At this point introducing and checking permissions has not been a priority because in most cases this responsibility is assumed by the application (webapp, standalone app) hosting jBPM. Moreover it is very difficult to provide a generic system that does not impact performance and that satisfies every user.
So the way to do this is to define the permissions you want to have in your system, develop your own AuthorizationService and the checkPermission method of this service, and insert calls to this service at the appropriate places in the jBPM code as this service is not yet used for the reasons stated above.
Hope this helps,
Thanks, Koen for your reply.
Just out of curiousity, is there a specification on which the JBPM Identity component is based or extracted from, like portlets for instance.
I just wish to use it to grab a better understanding of the JBPM Identity component model.
No, it is not based on any standards, just "gezond boeren verstand" (try translating that with any system ;-)) and some academic studies.
Hmm as usual, babelfish messes up: 'healthy farming verstand'. And if you specify 'gezond boerenverstand' it says: 'healthy farmer verse cog' :-)
But indeed, it is not based on any standard. It is there for convenience and if you need something else (more or less powerful) you can easily change it... In the future we will align the identity component with the one used in JBoss Portal.

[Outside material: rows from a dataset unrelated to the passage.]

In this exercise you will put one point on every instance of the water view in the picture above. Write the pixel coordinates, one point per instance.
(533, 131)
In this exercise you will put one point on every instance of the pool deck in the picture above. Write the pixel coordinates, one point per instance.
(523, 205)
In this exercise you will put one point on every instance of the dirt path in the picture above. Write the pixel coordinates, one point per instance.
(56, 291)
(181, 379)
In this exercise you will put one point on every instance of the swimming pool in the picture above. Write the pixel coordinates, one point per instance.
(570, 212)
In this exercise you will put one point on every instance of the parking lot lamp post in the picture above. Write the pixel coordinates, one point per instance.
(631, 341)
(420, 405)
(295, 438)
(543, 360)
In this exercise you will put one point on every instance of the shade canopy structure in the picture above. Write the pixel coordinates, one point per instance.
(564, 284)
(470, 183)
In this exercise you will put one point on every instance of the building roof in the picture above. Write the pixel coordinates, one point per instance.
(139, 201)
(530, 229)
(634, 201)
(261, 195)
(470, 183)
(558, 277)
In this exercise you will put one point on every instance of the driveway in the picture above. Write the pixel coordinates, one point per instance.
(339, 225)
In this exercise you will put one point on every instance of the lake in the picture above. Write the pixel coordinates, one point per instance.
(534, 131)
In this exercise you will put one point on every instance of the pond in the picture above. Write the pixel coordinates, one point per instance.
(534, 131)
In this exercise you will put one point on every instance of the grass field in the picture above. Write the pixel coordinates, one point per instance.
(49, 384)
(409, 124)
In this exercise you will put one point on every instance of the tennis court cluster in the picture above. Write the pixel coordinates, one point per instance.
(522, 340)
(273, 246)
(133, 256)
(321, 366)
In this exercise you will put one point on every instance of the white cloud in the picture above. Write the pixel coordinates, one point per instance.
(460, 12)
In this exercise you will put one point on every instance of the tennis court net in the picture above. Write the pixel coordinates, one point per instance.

Because jBPM works right in the app, why have a separate authentication/authorization mechanism from the server?
I assume the reason the big vendors often have a separate identity component is becuase their implementations are often separate from the application server.
The reason is that jBPM is also able to run outside of an app server, e.g. in Tomcat or in a rich client application. But to do interesting things wrt task management and task assignment, you need an identity component. So we provided a default system that is *very* easily changeable by any system provided by some 'big vendor' :-))
The only thing you have to do to implement this is provide your own implementation of a configurable assignment handler.
I am now trying to use jbpm identity component model to point to my applications datasource, as I already have information for users and roles in the application and wish to extend the model by including groups and memberships.
I am newbie to hibernate so I am not exactly sure if I am doing it correctly.
I have a user and a role table and have created a group and memberships table in my schema.
I have taken out the identity components mappings from hibernate.cfg.xml and created another hibernate configuration file and placed in those mappings there, with connection properties for my application database.
However, I am having trouble connecting to two oracle schema's at the same time, one for JBPM and the other for my application with JBPM_ID component tables.
Any ideas or directions are much appreciated.